Cette éducation religieuse stricte ne l’empêchera pas d’emprunter les voies de la marginalité dès l’adolescence, comme l’acteur se plaît à le raconter en interview. Le grand escogriffe traîne sa carcasse nonchalante sur les toits des relais radios et trompe son ennui en brûlant ce qui lui tombe sous la main, au point de se retrouver à deux doigts d’incendier une salle de mariage. Son coup de maître ? La création d’un fight club, inspiré du film éponyme de David Fincher sorti en 1999. Quelques règles de l’époque lui reviennent aujourd’hui en mémoire. Parmi elles, ne jamais frapper dans les testicules.  « Il y a un mec qui est passé par là à vélo une fois en disant « Qu’est-ce que vous faites les gars? » donc je me suis battu avec lui. » se rappelle-t-il ainsi dans le magazine «M» de WWD.

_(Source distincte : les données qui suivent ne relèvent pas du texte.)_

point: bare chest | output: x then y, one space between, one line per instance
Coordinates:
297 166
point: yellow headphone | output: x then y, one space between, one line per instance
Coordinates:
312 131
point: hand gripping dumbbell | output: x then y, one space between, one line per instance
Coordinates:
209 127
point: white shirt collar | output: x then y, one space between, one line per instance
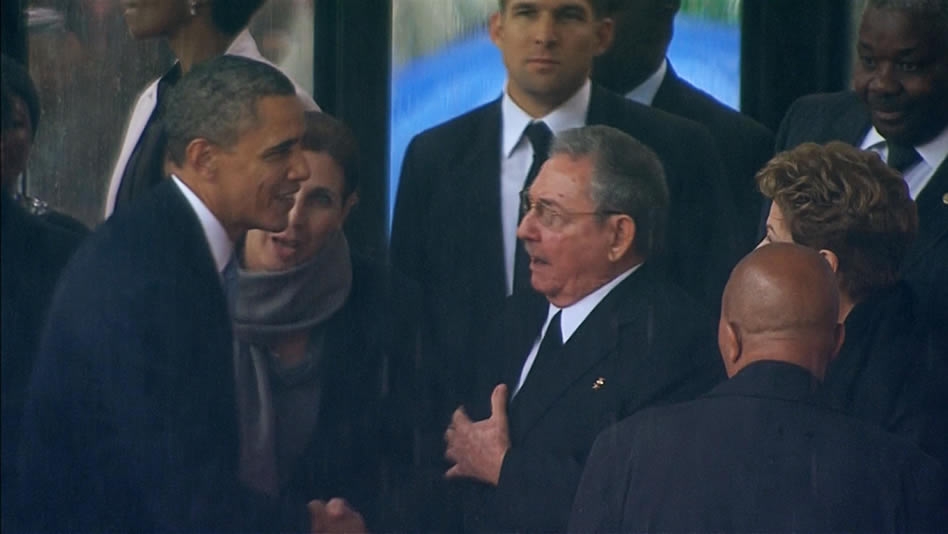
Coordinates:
570 114
221 246
933 152
646 91
574 314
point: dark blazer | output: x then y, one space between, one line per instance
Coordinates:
891 370
131 422
843 117
756 455
447 235
647 343
744 144
360 441
33 255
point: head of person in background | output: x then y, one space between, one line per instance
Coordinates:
643 31
901 72
597 209
234 127
847 204
320 207
196 30
780 303
548 48
21 122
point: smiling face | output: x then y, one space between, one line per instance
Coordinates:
319 211
154 18
570 258
548 48
258 177
902 74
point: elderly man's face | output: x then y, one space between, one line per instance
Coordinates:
568 243
902 74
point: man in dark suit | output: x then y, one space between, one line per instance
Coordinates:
131 421
899 108
757 454
455 217
606 336
636 66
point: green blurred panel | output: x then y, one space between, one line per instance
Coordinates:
721 10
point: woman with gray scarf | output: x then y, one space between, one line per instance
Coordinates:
311 352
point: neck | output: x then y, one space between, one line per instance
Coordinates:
198 41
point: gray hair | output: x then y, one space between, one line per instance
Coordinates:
627 178
217 101
936 11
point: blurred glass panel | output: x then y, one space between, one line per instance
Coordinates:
444 63
89 72
706 48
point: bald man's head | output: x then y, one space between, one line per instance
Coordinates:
781 303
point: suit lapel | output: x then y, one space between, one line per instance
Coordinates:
478 192
595 340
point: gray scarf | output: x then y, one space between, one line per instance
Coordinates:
267 305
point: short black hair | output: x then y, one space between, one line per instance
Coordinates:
19 84
325 133
217 101
232 16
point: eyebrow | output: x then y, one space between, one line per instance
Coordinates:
281 147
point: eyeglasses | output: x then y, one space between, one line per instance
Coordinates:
552 217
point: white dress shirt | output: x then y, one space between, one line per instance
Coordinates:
646 91
516 156
918 175
570 320
217 240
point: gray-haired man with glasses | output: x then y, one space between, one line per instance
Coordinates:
605 336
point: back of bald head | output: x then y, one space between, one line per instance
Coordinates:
781 303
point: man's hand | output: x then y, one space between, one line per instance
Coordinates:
334 517
478 449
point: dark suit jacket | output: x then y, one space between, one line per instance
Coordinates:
648 342
755 455
744 144
891 370
843 117
447 236
131 422
33 254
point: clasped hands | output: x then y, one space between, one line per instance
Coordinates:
477 448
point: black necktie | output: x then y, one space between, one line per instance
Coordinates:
545 362
540 137
901 157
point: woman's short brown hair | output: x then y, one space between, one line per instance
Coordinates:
845 200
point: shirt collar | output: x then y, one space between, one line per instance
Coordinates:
570 114
646 91
221 246
933 152
574 314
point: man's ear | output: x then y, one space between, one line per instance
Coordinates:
831 258
730 344
623 236
201 155
605 33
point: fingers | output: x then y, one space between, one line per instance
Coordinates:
498 401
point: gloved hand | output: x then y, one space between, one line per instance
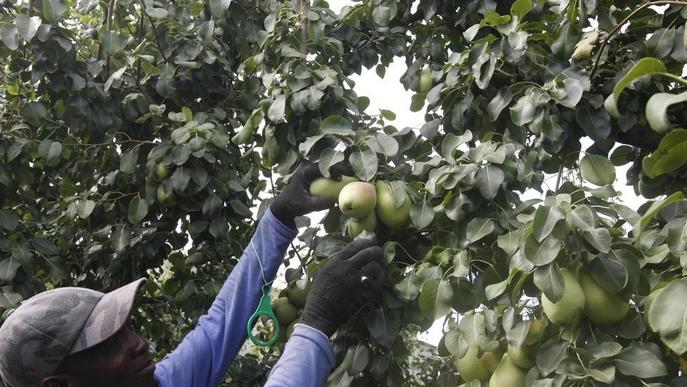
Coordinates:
344 285
295 200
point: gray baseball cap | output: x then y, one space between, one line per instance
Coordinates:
46 328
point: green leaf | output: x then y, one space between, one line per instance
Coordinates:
550 355
113 41
85 208
53 10
10 36
595 122
8 220
525 110
364 164
138 209
8 269
387 144
599 238
494 290
641 363
583 218
520 8
543 253
116 76
509 242
436 298
337 125
129 161
549 280
657 109
670 156
645 66
27 26
277 111
610 272
406 289
668 315
545 219
180 178
35 113
489 181
211 204
422 214
478 228
597 169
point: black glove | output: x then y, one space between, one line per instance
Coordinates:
344 285
295 200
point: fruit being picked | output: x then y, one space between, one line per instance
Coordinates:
392 216
357 226
357 199
602 306
570 305
297 292
329 188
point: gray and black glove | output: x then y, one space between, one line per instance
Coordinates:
344 285
296 200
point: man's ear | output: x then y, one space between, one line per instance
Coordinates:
60 380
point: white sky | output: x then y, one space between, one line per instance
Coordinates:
388 93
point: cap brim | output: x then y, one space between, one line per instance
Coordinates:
108 317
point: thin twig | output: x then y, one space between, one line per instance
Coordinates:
152 24
558 180
625 20
304 26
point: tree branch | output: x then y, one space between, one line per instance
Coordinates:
625 20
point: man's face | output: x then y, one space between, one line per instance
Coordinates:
121 360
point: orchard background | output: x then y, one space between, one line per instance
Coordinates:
129 128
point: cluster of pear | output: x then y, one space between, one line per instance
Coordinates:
501 369
364 204
288 307
582 294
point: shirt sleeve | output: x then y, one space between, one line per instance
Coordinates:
306 362
204 355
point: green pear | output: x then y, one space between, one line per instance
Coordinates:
284 310
425 80
357 199
392 216
297 292
602 306
507 374
570 306
357 226
329 188
520 356
470 367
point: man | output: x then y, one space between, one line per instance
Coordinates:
76 337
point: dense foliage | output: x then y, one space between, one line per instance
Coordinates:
131 128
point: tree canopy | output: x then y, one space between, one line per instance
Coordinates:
136 137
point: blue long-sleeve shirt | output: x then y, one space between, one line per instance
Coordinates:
203 357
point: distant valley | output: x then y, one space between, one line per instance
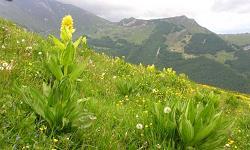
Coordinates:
177 42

Sa bande de copains finit par lui donner l’occasion de faire ses premières apparitions dans des films amateurs. Parmi les accessoires utilisés, de faux pistolets retiennent l’attention de la police locale, ce qui a le don d’amuser les vidéastes en herbe. Cet amour naissant pour le cinéma, c’est grand-papa Driver qui va l’entretenir sans avoir l’air d’y toucher. Le tout jeune Adam va disposer grâce à son magnétoscope d’un catalogue de près de 2500 films enregistrés à l’âge d’or de la VHS, celui où “le vidéoclub était le seul lien avec le reste du monde”. Ainsi le marginal de l’Arizona se forge-t-il une culture cinématographique aussi éclectique que le sera sa filmographie, savourant aussi bien les péripéties de John McLane dans Piège de Cristal que des oeuvres jugées plus légitimes, parmi lesquelles celles de Martin Scorsese ou encore Federico Fellini.

Adam Driver, un lycée bien agité – Photo©Brian Doty ;

La suite logique de cette ouverture culturelle le voit auditionner à la prestigieuse Juilliard School. Adam Driver embarque donc à bord d’une Lincoln direction New-York. Mais une fois sur place, il déchante très vite. Le jury ne semble pas convaincu par sa prestation. Ironie du sort, c’est un élève de l’école qui partagera plus tard l’affiche à ses côtés dans Star Wars : Oscar Isaac. L’aspirant comédien ne se laisse pas décourager pour autant et poursuit sa route un peu plus à l’Ouest, direction Los Angeles… D’où il revient à peine quelques jours plus tard et sans le sou ! Le voici donc revenu à la case départ chez ses parents qui lui demandent tout naturellement de payer un loyer de 200 dollars pour rester vivre sous leur toit. L’adolescent enchaîne donc les petits boulots, ce qui l’amène à faire du porte-à-porte pour vendre des aspirateurs puis à faire du télémarketing pour une société d’imperméabilisation.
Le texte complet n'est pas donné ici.